Rubata in via Farini la bici unica costruita dall’ingegnere Panarari
«È troppo riconoscibile, sarà chiusa in un magazzino o già in un’altra città»
Reggio Emilia L’ennesimo furto di una bicicletta non farebbe notizia se l’oggetto dell’azione delinquenziale non fosse un esemplare unico di grande valore, progettato e costruito dall’ingegnere Zeno Panarari, che insegna nel corso serale dell’istituto reggiano “Leopoldo Nobili”. Una bici elettrica dalla linea originale e inconfondibile, che Panarari aveva affidato ad un’amica. Lo scorso martedì, dopo cena, lei l’ha parcheggiata nella lunga rastrelliera all’inizio di via Farini, sotto al Municipio, non senza prima averla chiusa con un normale lucchetto. Poco dopo le 22, i soliti ignoti l’hanno fatta sparire con l’abituale destrezza e rapidità, nonostante il luogo sia molto frequentato oltre che sorvegliato da telecamere. Finora nessuno dei passanti ha segnalato di avere notato movimenti sospetti. La pronta denuncia dell’accaduto alle forze dell’ordine non ha prodotto risultati. Né c’è da sperare che la bici ritorni a circolare nel centro storico. La si riconoscerebbe facilmente anche se la vistosa vernice arancione fluorescente (nella foto sopra i colori sono alterati) fosse stata coperta con uno strato nero. «È probabile – dice il proprietario con un tono sconsolato – che il ladro l’abbia venduta o cerchi di piazzarla in un’altra città.

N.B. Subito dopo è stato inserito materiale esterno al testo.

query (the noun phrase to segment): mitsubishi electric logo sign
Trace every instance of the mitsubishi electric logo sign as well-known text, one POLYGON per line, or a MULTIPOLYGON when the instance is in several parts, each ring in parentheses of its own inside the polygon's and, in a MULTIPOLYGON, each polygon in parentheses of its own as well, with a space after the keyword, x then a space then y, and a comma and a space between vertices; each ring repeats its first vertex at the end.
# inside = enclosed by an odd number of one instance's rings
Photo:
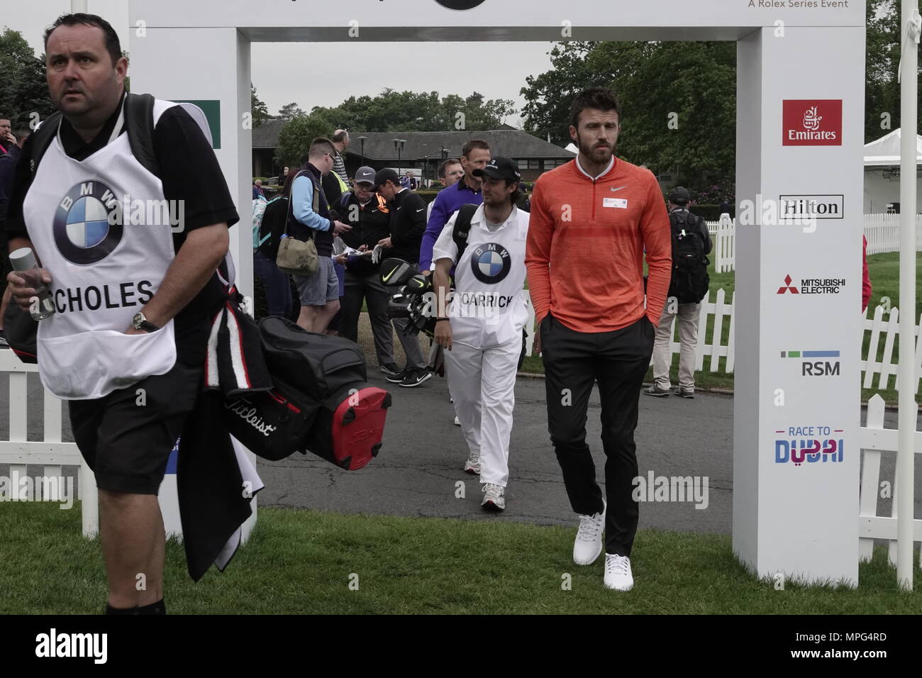
POLYGON ((781 145, 842 146, 842 100, 784 100, 781 145))
POLYGON ((435 0, 439 5, 449 9, 473 9, 482 5, 483 0, 435 0))
POLYGON ((845 286, 845 278, 801 278, 800 284, 793 285, 795 280, 788 273, 785 284, 778 288, 777 294, 838 294, 845 286))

Nell’attesa la terrebbe chiuso in un magazzino. Se non riuscisse nell’intento potrebbe abbandonarla da qualche parte. In ogni caso ho presentato la segnalazione all’ufficio degli oggetti smarriti». Dal 1992 Panarari crea bici elettriche e motociclette, avendo collaborato con Italjet, Lambretta e Velocifero. L’anno scorso ha impegnato i suoi studenti nella trasformazione elettrica di una vecchia auto 500 di proprietà di un collega, dopo averla portata a Reggio guidandola da Catania. «Penso – riferisce – di condurre a termine il progetto quest’anno». Con il padre novantenne, ex artigiano, condivide la passione per i veicoli storici. «Nella zona delle Reggiane – spiega – avevo un’officina con una ricca collezione di circa 200 moto, una quindicina di auto e una trentina di bici. Avremmo voluto darle al Comune per farne un museo, ma non se n’è fatto nulla. Così abbiamo chiuso l’officina e disperso i pezzi in diversi luoghi».